The rules for the University of Chicago Invitational Programming Contest 2012 are based on the rules of the ACM/ICPC World Finals 2012.
Conduct of the Contest¶
Solutions to problems submitted for judging are called runs. Each run is judged as accepted or rejected, and the team is notified of the results. Rejected runs will be marked as follows:
- run-time error
- time-limit exceeded
- wrong answer
Notification of accepted runs may be suspended at the appropriate time to keep the final results secret. A general announcement to that effect will be made during the contest. Notification of rejected runs will continue until the end of the contest.
A contestant may submit a claim of ambiguity or error in a problem statement by submitting a clarification request. If the Judges agree that an ambiguity or error exists, a clarification will be issued to all contestants.
While the contest is scheduled to last five hours, the Contest Director has the authority to lengthen the contest in the event of unforeseen difficulties. Should the Contest duration be altered, every attempt will be made to notify contestants in a timely and uniform manner.
Scoring of the Contest¶
The Contest Judges are solely responsible for determining the correctness of submitted runs. In consultation with the Contest Judges, the Chief Judge is responsible for determining the winners of the Contest. They are empowered to adjust for or adjudicate unforeseen events and conditions. Their decisions are final.
Teams are ranked according to the most problems solved.
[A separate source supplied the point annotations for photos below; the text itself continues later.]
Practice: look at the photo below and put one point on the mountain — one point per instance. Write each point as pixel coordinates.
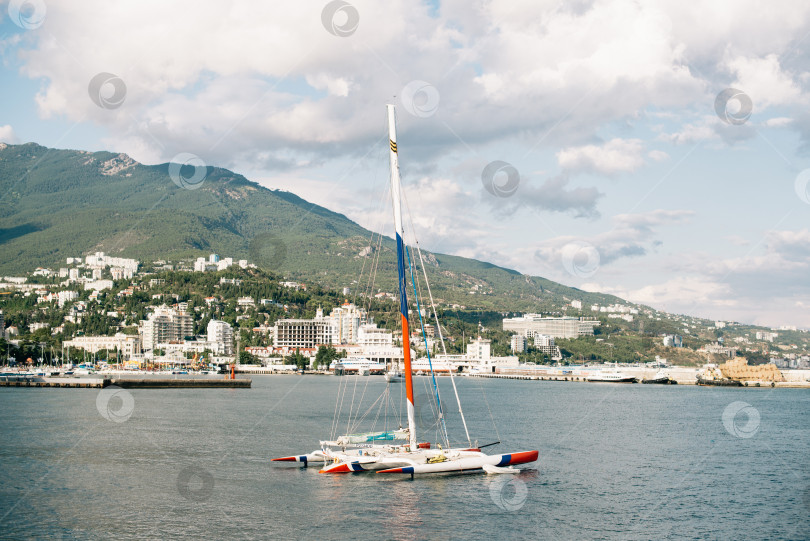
(64, 203)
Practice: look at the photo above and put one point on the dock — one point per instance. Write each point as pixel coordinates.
(181, 383)
(125, 382)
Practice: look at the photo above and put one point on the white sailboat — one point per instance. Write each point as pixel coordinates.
(409, 457)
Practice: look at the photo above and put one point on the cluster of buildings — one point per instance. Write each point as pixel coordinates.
(215, 263)
(346, 327)
(543, 343)
(556, 327)
(168, 330)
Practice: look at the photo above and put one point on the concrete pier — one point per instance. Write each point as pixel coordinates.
(126, 382)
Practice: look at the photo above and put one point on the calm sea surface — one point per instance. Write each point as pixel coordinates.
(616, 462)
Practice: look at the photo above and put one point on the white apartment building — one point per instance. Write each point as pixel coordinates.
(220, 336)
(517, 343)
(558, 327)
(127, 344)
(371, 336)
(165, 325)
(98, 285)
(346, 321)
(478, 358)
(302, 333)
(545, 345)
(100, 260)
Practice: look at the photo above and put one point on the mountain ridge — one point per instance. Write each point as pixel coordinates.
(58, 203)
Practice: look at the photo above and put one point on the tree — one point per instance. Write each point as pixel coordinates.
(298, 359)
(325, 355)
(246, 357)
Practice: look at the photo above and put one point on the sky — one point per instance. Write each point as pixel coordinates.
(653, 150)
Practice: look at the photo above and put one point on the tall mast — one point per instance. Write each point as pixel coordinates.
(396, 192)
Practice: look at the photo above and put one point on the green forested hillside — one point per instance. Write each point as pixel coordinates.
(64, 203)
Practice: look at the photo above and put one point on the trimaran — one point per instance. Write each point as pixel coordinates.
(377, 451)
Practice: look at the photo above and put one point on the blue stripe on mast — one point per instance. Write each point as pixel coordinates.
(403, 298)
(427, 350)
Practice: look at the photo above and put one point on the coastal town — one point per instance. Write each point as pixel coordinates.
(110, 313)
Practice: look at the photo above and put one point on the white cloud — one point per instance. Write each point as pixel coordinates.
(7, 135)
(633, 235)
(615, 156)
(764, 81)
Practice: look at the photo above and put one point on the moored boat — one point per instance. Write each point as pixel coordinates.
(411, 457)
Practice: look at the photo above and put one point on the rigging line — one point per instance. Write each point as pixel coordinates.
(441, 339)
(427, 350)
(351, 407)
(375, 174)
(341, 394)
(436, 317)
(374, 257)
(355, 427)
(365, 387)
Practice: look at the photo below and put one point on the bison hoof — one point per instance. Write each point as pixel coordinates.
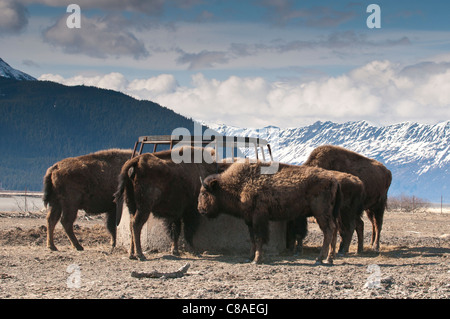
(326, 262)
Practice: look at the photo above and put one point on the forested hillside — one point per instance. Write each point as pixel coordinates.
(42, 122)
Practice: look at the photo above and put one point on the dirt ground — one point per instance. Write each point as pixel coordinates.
(413, 263)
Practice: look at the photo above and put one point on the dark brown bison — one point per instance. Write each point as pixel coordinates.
(293, 191)
(352, 207)
(156, 184)
(85, 182)
(374, 175)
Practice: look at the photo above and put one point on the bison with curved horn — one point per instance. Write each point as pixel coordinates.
(293, 191)
(85, 182)
(374, 175)
(352, 207)
(158, 185)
Teams who solve the same number of problems are ranked first by least total time and, if need be, by the earliest time of submittal of the last accepted run.
The total time is the sum of the time consumed for each problem solved. The time consumed for a solved problem is the time elapsed from the beginning of the contest to the submittal of the first accepted run plus 20 penalty minutes for every previously rejected run for that problem. There is no time consumed for a problem that is not solved.
The Contest programming language tools include Java, and C/C++. See the Programming Environment page for detailed configuration information.
Each team will be provided with a single computer. All teams will have equivalent computing equipment.
Contestants may not bring any printed materials or machine-readable versions of software or data to the Contest Area. Contestants may not bring their own computers, computer terminals, calculators, or other electronic devices to the Contest Area.
On-line reference materials will be made available as described in the Reference Materials section of the Programming Environment page. Each team will be permitted three copies of a Team Reference Document meeting the same requirements set forth in the World Finals:
This document may contain up to 25 pages of reference materials, single-sided, letter or A4 size, with pages numbered in the upper right-hand corner and your university name printed in the upper left-hand corner. Text and illustrations must be readable by a person with correctable eyesight without magnification from a distance of 1/2 meter. It may include hand-written comments and corrections on the fronts of pages only. The document should be in some type of notebook or folder with the name of your institution on the front.
DO NOT TOUCH ANYTHING at the team workstations until so directed by the Contest Director.
Contestants are not to converse with anyone except members of their team and personnel designated by the Contest Director. Systems support staff may advise contestants on system-related problems such as explaining system error messages.
A team may be disqualified by the Contest Director for any activity that jeopardizes the Contest such as dislodging extension cords, unauthorized modification of contest materials, or distracting behavior.